We seek to completely revise current models of airborne transmission of respiratory viruses by providing never-before-seen atomic-level views of the SARS-CoV-2 virus within a respiratory aerosol. Our work dramatically extends the capabilities of multiscale computational microscopy to address the significant gaps that exist in current experimental methods, which are limited in their ability to interrogate aerosols at the atomic/molecular level and thus obscure our understanding of airborne transmission.

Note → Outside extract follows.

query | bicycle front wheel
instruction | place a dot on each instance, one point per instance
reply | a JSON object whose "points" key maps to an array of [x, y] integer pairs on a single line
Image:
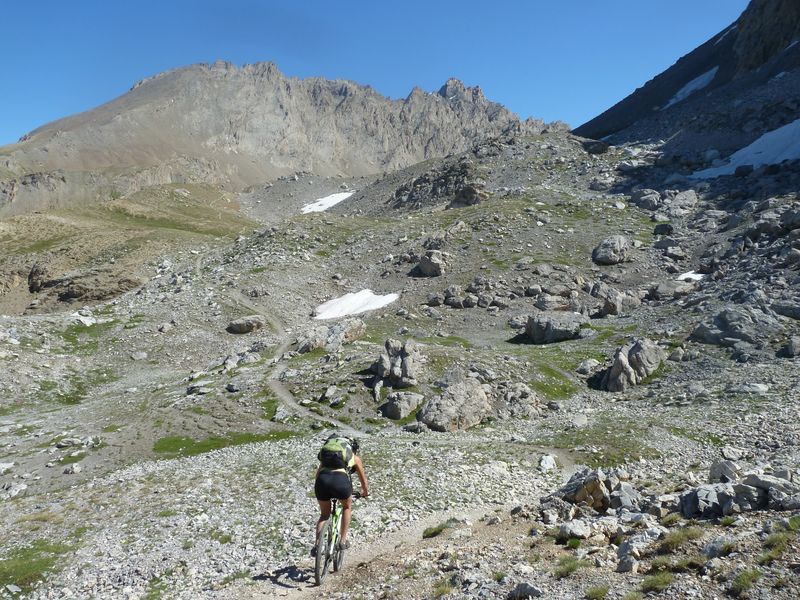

We demonstrate how our integrated data-driven platform provides a new way of exploring the composition, structure, and dynamics of aerosols and aerosolized viruses, while driving simulation method development along several important axes. We present a series of initial scientific discoveries for the SARS-CoV-2 Delta variant, noting that the full scientific impact of this work has yet to be realized.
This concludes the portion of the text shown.